The integrity of the vascular system is established during development. During vertebrate embryogenesis, the first endothelial precursors arise in the lateral plate mesoderm (LPM) as early as 12hpf. At mid-somitogenesis stages, angioblasts migrate towards the midline, merge and organize into nascent cords giving rise to the major blood vessels (vasculogenesis). Subsequently, primary sprouting events occur from the pre-existing vessels (angiogenesis). We use the zebrafish model to investigate how the endothelial program initiates.
We are interested in dlc1, a gene encoding a RhoGTPase activating protein and tumor suppressor gene, which plays a role in the regulation of RhoA, B and C activity, hence influencing several cell processes such as migration or adhesion. dlc1 is first expressed in the primordial angioblasts of the LPM, consistent with the high motility of these cells. Several gain-of-function approaches led to similar phenotypes: although arterio-venous specification was not impaired, angiogenic sprouting is greatly affected, resulting in poorly lumenized or hypersprouting intersegmental vessels (ISV) in the trunk of the embryo. As a result, blood circulation is disturbed leading to cardiac edemas and brain hemorrhages.
To further elucidate dlc1’s role in vascular development, we generated a mutant line with the CRISPR/Cas9 technology.

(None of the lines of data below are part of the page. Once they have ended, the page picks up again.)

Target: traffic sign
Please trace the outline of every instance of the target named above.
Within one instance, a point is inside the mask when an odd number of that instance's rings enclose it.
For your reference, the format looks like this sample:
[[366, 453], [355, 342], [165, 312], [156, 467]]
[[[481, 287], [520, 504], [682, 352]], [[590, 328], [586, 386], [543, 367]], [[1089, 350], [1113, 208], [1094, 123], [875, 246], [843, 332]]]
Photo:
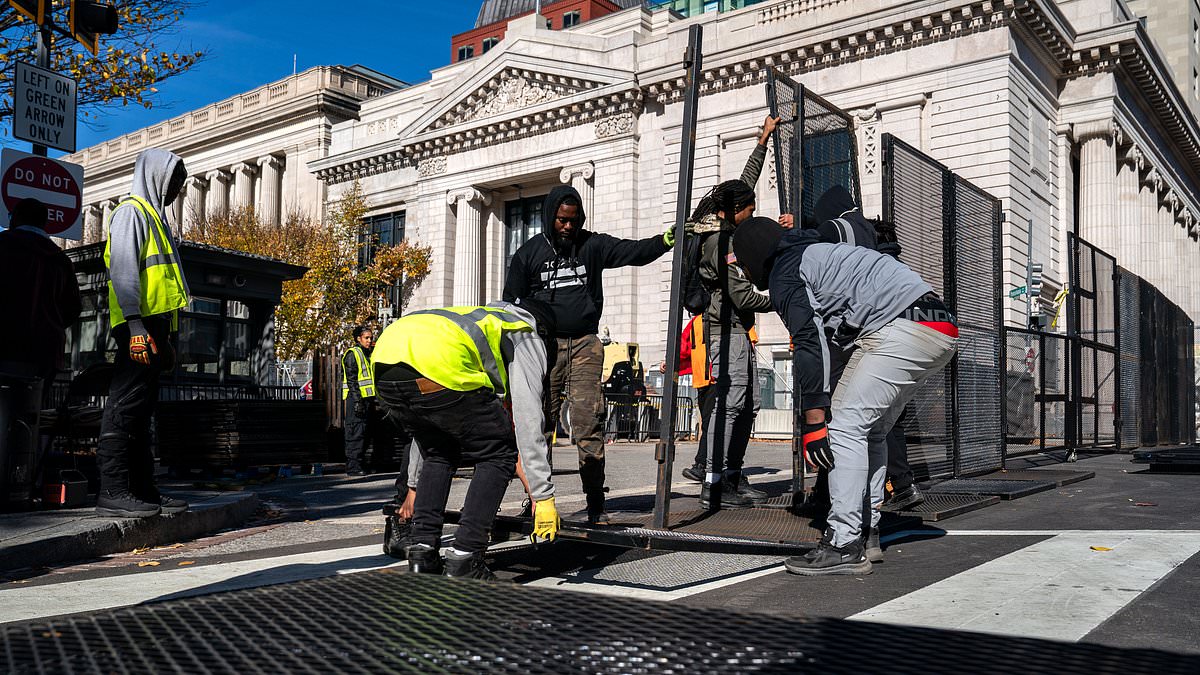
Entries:
[[75, 152], [75, 80], [20, 61], [16, 76], [13, 136]]
[[46, 10], [50, 9], [50, 0], [8, 0], [8, 4], [39, 26], [46, 22]]
[[1014, 288], [1008, 292], [1008, 297], [1013, 298], [1014, 300], [1021, 297], [1022, 295], [1025, 295], [1025, 287], [1024, 286], [1017, 286], [1016, 288]]
[[38, 157], [11, 148], [0, 154], [0, 226], [9, 226], [8, 214], [22, 199], [32, 197], [46, 205], [46, 233], [63, 239], [83, 238], [83, 167]]

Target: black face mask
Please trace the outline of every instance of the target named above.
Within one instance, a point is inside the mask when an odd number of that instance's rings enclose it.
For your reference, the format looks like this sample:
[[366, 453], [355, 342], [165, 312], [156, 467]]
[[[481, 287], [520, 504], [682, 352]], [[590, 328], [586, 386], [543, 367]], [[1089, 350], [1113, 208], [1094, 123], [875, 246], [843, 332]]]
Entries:
[[170, 206], [179, 193], [183, 191], [183, 183], [187, 180], [187, 169], [184, 168], [183, 162], [175, 165], [175, 171], [171, 173], [171, 180], [167, 182], [167, 193], [163, 195], [163, 206]]

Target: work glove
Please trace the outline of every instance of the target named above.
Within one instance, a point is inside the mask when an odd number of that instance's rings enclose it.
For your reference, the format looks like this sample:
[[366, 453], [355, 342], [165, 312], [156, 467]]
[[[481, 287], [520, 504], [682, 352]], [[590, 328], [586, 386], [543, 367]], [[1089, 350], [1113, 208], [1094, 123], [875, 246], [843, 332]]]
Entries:
[[134, 363], [149, 366], [158, 355], [158, 346], [154, 344], [154, 338], [150, 337], [150, 331], [146, 330], [141, 319], [130, 319], [126, 325], [129, 326], [129, 359]]
[[359, 399], [354, 402], [354, 416], [355, 417], [366, 417], [367, 416], [367, 402], [366, 401]]
[[813, 469], [833, 468], [833, 448], [829, 447], [829, 427], [824, 424], [805, 424], [801, 443], [804, 462]]
[[554, 538], [558, 536], [558, 527], [560, 524], [558, 507], [554, 505], [554, 497], [536, 502], [533, 505], [533, 534], [529, 538], [534, 543], [537, 543], [538, 538], [545, 541], [554, 541]]

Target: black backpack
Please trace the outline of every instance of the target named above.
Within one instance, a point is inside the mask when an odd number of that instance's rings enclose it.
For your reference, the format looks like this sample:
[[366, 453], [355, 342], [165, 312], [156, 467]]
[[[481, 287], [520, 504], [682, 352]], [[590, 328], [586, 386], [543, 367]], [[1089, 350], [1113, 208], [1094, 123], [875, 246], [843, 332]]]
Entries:
[[695, 314], [708, 309], [712, 293], [700, 280], [700, 259], [704, 250], [704, 238], [712, 234], [689, 234], [683, 240], [683, 307]]

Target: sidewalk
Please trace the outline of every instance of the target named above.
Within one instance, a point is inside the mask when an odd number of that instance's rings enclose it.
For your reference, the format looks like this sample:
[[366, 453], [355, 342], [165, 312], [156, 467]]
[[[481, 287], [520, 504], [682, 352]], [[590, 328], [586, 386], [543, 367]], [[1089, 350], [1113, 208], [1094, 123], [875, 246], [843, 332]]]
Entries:
[[253, 492], [168, 489], [191, 508], [153, 518], [106, 518], [91, 506], [0, 515], [0, 572], [87, 560], [236, 527], [258, 508]]

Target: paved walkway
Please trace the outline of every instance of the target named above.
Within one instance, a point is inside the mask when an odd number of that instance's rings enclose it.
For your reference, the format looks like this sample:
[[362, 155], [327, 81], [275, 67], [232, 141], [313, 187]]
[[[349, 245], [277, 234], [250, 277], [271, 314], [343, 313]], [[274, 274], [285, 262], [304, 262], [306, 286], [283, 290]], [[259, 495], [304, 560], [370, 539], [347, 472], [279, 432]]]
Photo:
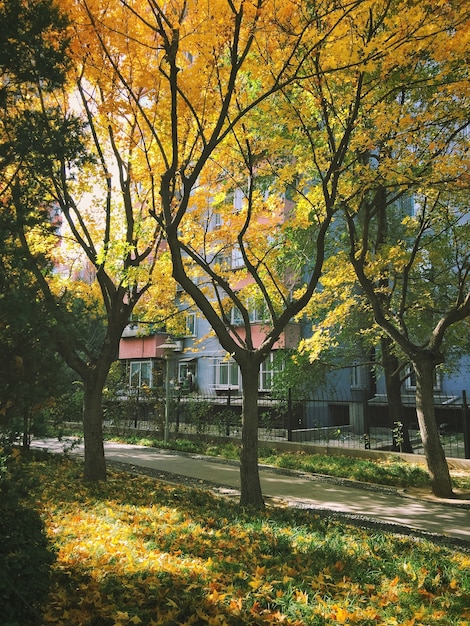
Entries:
[[[32, 446], [56, 452], [63, 449], [63, 444], [53, 439], [36, 440]], [[83, 447], [78, 446], [74, 451], [83, 453]], [[161, 472], [162, 479], [166, 478], [165, 473], [170, 473], [223, 486], [232, 493], [237, 493], [240, 487], [236, 463], [112, 442], [105, 443], [105, 454], [109, 461]], [[351, 486], [350, 481], [338, 484], [321, 477], [283, 473], [267, 467], [261, 467], [260, 477], [266, 497], [284, 500], [290, 506], [328, 510], [359, 520], [397, 525], [398, 530], [406, 527], [412, 531], [442, 535], [465, 545], [468, 542], [470, 547], [469, 500], [436, 501], [395, 490], [365, 489], [360, 484]]]

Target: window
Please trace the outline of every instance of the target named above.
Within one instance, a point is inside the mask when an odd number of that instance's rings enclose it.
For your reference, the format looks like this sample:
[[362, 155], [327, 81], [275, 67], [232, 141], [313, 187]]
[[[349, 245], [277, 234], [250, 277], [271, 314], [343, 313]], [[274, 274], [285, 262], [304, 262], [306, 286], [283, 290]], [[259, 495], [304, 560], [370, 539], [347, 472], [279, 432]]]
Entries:
[[245, 260], [238, 245], [233, 247], [223, 246], [212, 259], [214, 264], [219, 265], [219, 270], [228, 272], [229, 270], [237, 270], [244, 267]]
[[186, 336], [187, 337], [196, 336], [196, 313], [186, 314]]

Whereas dlc1 knock-out mice die in utero preventing the study of any vascular phenotype, the dlc1 null zebrafish survives until 5 days, allowing a better insight into its role in angiogenesis. The mutant fish has severe vascular defects that manifest in impaired primary blood circulation in aorta and vein, which is resulting in massive cardiac edemas. We will now use this new tool to investigate the angiogenic processes. Altogether, we will understand the physiological role of dlc1 during development and reveal new mechanisms controlling angiogenesis in vertebrates.